Même embarras, lorsque l'auteur attaque le chapitre de la Collaboration. Dans un premier temps, Dominique Fernandez en éclaire à juste titre le grisé et les interstices. L'adhésion à Vichy ou à la Résistance s'effectuait souvent à l'époque dans l'hésitation et le tourment. Ça gravitait, palier par palier, le temps de démêler des convictions confuses, enchevêtrées, parfois contradictoires. Ça cheminait plus que ça basculait et ceux qui avaient choisi des camps différents ne rompaient pas forcément toute relation entre eux. Ramon Fernandez va louvoyer dans cette pâle obscurité: un éloge à Bergson vilipendé par les antisémites, un livre courageux sur Proust, également honni, et en même temps le voyage de la honte à Weimar, à l'invitation de Goebbels...

" On a raison de supprimer des gens pareils", dira-t-il de l'exilé antifasciste Thomas Mann avant de disserter sur le style d'Hitler: "Par sa façon personnelle d'aborder les problèmes, que ce soit l'antisémitisme, par exemple, ou la question des races (...), l'auteur de Mein Kampf fait preuve d'une précision dans le choix des arguments qui lui permet de surmonter  le parti-pris ou la passion"...  Prose accablante, sauf que Dominique Fernandez est soulagé, pour sa part, que son père ne soit pas allé plus loin. Pour lui, l'activité politique de Ramon s'est limitée à l'année 1941, "quand le rêve d'un ordre européen dominé par l'Allemagne n'était pas encore nécessairement une infamie"...

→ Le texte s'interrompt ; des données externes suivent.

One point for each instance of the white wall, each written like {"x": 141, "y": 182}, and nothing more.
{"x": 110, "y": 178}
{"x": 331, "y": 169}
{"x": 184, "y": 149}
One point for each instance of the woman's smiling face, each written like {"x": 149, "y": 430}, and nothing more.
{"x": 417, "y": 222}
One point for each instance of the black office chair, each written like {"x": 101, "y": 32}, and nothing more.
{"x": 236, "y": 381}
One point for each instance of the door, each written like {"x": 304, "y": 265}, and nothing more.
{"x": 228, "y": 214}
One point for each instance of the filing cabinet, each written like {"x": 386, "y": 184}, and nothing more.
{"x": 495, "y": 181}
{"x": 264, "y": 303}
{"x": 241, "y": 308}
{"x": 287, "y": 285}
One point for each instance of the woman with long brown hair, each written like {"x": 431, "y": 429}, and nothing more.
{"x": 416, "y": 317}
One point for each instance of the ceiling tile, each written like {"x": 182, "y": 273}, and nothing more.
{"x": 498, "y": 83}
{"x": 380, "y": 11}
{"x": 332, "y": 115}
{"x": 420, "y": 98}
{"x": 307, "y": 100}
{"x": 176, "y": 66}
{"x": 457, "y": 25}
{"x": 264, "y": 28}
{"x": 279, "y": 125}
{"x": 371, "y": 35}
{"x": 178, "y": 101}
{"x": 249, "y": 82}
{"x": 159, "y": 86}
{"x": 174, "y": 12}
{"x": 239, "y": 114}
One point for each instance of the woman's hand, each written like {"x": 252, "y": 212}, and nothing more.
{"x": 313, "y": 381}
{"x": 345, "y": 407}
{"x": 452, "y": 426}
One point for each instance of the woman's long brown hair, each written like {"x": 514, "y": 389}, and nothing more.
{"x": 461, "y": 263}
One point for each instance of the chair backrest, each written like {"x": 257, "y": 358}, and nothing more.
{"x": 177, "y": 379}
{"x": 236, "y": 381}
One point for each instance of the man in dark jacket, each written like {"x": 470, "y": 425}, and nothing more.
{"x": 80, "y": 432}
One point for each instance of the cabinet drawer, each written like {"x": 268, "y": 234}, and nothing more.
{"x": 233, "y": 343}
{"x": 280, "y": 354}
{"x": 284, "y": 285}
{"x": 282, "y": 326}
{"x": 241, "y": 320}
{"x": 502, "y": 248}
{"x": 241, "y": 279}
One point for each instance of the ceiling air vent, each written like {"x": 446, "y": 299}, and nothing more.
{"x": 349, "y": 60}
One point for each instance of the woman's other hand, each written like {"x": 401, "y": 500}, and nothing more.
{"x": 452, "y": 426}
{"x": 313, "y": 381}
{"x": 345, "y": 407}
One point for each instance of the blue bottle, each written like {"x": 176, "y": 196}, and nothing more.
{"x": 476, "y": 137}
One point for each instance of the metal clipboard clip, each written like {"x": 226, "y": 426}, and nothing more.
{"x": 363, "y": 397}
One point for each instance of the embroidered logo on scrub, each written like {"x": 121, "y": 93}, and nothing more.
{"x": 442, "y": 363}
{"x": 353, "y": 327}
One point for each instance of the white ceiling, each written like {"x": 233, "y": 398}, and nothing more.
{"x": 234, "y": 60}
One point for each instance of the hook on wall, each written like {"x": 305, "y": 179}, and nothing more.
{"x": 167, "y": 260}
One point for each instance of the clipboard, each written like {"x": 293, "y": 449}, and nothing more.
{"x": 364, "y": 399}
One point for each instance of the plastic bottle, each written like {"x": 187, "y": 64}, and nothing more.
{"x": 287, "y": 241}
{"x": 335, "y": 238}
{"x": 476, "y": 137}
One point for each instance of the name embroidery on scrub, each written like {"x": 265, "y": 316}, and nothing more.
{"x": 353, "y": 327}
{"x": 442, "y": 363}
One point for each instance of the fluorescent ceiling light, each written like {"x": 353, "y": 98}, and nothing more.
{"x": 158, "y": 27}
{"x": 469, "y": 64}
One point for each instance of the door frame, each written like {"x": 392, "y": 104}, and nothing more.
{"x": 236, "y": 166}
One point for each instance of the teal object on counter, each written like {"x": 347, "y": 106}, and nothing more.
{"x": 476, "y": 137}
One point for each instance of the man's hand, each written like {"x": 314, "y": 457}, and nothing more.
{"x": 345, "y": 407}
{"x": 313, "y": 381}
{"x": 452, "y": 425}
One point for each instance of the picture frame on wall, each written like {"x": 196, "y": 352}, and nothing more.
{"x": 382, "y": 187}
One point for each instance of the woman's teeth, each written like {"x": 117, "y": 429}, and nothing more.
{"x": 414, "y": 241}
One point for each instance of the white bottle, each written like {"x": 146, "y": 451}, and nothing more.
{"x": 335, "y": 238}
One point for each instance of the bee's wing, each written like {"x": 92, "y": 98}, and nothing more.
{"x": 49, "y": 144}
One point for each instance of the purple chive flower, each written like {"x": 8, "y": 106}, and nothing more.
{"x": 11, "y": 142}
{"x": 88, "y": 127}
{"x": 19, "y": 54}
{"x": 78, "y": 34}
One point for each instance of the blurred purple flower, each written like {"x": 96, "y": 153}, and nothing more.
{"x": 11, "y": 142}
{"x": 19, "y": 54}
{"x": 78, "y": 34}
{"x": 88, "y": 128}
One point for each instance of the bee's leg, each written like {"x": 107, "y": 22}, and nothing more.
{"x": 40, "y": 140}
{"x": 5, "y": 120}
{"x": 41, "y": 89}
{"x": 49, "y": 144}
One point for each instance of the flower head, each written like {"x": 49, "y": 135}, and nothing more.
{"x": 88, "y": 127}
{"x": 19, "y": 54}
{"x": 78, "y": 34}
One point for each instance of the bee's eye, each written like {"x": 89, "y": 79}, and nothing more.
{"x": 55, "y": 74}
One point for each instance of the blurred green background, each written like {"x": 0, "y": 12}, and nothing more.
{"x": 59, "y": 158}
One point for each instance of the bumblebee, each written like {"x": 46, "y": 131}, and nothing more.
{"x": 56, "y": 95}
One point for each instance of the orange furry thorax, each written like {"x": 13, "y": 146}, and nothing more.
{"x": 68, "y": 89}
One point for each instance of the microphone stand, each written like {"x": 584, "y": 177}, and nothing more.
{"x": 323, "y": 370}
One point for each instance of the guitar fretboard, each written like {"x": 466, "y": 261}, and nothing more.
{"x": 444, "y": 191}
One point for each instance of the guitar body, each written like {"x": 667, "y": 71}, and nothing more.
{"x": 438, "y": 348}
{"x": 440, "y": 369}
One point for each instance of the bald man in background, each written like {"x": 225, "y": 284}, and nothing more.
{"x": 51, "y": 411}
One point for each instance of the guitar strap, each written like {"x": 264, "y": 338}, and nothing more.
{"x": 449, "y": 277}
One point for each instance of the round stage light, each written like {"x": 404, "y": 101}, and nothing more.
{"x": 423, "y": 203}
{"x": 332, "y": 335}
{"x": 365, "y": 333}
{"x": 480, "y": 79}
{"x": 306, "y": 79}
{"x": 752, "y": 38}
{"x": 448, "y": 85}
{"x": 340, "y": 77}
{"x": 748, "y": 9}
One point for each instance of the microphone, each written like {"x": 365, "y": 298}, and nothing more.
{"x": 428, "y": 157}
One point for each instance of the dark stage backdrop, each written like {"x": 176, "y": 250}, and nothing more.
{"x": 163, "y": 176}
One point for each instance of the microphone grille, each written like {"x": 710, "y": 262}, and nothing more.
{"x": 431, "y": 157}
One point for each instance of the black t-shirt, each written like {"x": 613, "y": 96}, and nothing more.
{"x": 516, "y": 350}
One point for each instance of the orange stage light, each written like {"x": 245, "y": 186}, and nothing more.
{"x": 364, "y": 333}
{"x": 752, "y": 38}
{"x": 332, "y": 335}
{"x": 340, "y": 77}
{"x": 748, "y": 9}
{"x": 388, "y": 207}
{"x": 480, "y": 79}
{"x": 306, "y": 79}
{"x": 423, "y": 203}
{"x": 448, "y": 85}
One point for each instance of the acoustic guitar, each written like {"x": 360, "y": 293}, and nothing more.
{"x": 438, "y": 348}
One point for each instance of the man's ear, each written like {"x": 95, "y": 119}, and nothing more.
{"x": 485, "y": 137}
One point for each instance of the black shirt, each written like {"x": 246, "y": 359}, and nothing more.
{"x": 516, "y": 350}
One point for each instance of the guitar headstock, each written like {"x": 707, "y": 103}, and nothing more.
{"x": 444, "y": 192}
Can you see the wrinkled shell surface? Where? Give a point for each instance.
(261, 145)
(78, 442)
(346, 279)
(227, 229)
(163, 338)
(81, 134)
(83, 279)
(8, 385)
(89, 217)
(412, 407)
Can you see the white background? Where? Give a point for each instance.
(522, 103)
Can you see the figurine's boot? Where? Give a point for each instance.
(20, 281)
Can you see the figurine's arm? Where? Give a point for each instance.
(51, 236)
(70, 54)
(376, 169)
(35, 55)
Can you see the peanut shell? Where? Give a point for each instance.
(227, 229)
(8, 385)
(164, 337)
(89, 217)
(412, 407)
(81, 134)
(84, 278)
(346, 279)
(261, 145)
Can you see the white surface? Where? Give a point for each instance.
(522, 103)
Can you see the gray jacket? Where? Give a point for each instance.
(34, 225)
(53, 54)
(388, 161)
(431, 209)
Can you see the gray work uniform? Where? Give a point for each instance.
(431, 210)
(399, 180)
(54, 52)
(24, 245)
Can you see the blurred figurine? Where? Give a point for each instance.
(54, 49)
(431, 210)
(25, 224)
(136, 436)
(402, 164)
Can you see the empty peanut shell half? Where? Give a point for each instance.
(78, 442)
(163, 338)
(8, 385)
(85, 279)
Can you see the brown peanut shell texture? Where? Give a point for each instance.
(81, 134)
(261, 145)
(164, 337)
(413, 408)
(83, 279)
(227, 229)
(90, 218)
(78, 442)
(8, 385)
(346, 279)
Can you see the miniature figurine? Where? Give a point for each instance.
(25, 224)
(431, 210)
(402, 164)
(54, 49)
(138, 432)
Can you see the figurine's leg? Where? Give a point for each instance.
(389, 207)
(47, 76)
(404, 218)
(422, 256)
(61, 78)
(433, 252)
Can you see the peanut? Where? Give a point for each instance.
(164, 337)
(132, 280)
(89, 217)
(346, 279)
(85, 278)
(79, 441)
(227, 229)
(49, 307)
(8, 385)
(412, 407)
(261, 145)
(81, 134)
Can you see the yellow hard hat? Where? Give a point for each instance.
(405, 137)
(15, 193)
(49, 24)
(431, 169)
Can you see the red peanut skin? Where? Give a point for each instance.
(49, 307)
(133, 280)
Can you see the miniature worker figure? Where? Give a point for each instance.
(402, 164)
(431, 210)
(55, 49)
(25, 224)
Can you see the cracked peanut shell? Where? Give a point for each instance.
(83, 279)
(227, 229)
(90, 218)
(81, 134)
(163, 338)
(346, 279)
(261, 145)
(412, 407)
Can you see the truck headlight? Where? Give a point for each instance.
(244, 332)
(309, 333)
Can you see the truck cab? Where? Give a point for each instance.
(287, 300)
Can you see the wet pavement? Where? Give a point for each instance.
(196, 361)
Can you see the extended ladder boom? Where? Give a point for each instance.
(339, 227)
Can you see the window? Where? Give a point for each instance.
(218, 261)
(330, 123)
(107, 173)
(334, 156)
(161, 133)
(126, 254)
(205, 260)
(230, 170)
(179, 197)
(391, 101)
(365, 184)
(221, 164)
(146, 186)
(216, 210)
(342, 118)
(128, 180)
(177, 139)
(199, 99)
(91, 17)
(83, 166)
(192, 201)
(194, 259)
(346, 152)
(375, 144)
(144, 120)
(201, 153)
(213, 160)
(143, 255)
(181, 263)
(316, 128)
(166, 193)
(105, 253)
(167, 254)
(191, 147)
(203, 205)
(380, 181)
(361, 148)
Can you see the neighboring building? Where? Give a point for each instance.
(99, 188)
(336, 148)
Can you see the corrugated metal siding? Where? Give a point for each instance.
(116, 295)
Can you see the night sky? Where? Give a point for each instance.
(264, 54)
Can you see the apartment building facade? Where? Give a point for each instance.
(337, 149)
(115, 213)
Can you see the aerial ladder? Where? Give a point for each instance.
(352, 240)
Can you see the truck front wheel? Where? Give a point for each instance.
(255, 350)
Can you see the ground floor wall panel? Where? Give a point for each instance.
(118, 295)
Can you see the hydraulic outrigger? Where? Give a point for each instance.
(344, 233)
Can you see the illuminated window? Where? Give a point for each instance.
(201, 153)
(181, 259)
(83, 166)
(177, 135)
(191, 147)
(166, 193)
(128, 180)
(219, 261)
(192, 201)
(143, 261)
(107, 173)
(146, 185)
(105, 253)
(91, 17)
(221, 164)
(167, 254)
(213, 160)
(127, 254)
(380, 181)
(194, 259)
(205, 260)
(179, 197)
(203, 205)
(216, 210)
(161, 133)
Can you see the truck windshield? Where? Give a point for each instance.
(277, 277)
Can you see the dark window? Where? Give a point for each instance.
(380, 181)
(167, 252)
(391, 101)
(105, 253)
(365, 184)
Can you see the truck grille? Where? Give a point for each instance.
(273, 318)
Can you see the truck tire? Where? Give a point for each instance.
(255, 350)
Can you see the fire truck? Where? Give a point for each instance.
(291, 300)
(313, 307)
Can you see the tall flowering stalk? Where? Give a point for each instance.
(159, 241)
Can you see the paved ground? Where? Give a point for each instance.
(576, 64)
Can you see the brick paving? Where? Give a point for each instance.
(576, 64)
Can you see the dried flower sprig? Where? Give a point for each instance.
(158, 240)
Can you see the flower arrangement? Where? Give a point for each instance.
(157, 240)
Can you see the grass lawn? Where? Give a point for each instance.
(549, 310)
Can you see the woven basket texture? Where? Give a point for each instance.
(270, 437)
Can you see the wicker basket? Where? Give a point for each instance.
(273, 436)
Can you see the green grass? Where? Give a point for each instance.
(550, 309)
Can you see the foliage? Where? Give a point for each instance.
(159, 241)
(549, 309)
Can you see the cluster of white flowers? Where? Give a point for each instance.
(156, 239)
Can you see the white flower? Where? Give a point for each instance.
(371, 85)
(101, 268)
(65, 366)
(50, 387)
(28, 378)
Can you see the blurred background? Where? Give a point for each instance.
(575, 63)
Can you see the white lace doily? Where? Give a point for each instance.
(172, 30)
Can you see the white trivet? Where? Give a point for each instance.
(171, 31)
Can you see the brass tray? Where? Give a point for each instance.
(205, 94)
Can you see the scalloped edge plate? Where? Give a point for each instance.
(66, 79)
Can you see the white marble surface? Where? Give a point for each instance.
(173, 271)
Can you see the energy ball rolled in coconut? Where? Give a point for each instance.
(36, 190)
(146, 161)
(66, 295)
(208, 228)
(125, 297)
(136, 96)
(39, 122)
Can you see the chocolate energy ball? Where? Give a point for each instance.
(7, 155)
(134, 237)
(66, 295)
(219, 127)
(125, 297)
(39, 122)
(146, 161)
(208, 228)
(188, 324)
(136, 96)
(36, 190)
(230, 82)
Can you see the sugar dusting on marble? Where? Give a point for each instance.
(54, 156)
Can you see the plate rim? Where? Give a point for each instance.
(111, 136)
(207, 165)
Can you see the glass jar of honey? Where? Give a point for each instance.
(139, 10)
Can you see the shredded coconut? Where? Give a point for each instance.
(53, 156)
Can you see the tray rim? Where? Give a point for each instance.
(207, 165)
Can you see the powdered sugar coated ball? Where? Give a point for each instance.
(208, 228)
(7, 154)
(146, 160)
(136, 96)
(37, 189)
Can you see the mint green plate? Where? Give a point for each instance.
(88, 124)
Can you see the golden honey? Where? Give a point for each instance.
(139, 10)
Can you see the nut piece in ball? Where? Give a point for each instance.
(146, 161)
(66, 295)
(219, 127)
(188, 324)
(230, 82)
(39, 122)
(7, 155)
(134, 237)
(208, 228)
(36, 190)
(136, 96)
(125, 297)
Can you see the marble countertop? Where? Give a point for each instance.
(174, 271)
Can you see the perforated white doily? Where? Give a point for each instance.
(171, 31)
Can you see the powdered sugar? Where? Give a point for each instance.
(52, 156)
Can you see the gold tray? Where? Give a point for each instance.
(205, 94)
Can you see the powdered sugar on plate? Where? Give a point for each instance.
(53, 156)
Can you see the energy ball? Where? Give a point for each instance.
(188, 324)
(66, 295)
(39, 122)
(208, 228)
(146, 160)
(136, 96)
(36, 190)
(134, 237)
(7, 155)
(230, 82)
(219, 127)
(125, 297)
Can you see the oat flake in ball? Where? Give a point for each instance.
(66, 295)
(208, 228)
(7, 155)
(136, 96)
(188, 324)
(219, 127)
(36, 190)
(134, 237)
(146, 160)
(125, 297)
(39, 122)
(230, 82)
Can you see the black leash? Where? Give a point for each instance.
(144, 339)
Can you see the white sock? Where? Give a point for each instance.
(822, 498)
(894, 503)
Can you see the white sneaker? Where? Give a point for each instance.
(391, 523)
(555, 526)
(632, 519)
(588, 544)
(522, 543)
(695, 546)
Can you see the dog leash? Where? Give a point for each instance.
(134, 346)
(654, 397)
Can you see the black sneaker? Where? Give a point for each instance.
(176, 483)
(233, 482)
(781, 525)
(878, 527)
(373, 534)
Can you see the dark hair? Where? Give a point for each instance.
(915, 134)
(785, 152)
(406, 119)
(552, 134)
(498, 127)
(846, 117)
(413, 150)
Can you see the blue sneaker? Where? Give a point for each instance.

Pas d'infamie, vraiment, alors que Paris est occupé et que "Mein Kampf" est déjà  dans toutes les "bonnes" librairies ? 800 pages effectivement,  surtout pour en arriver à ces mots là, c'est trop. Sans parler de cette comparaison désormais  lassante entre les collabos et les intellectuels, Sartre en tête,  qui ont soutenu le Parti communiste pendant la Guerre Froide (sauf que l'URSS n'a jamais envahi la France et qu'elle était d'abord, au yeux du plus grand nombre, associée à Stalingrad) ... Ramon est un livre important, respectable et troublant comme l'est cette quête du père par un monsieur qui approche des 80 ans... Mais "qu'y faire", comme disait l'écrivain collabo? D'autres trains font écho à ceux dont il aimait tant qu'ils partent. La plupart de leurs passagers ne sont jamais revenus. Au nom de leur mémoire, celle de Ramon Fernandez ne méritait peut-être pas un requiem aussi ambigü.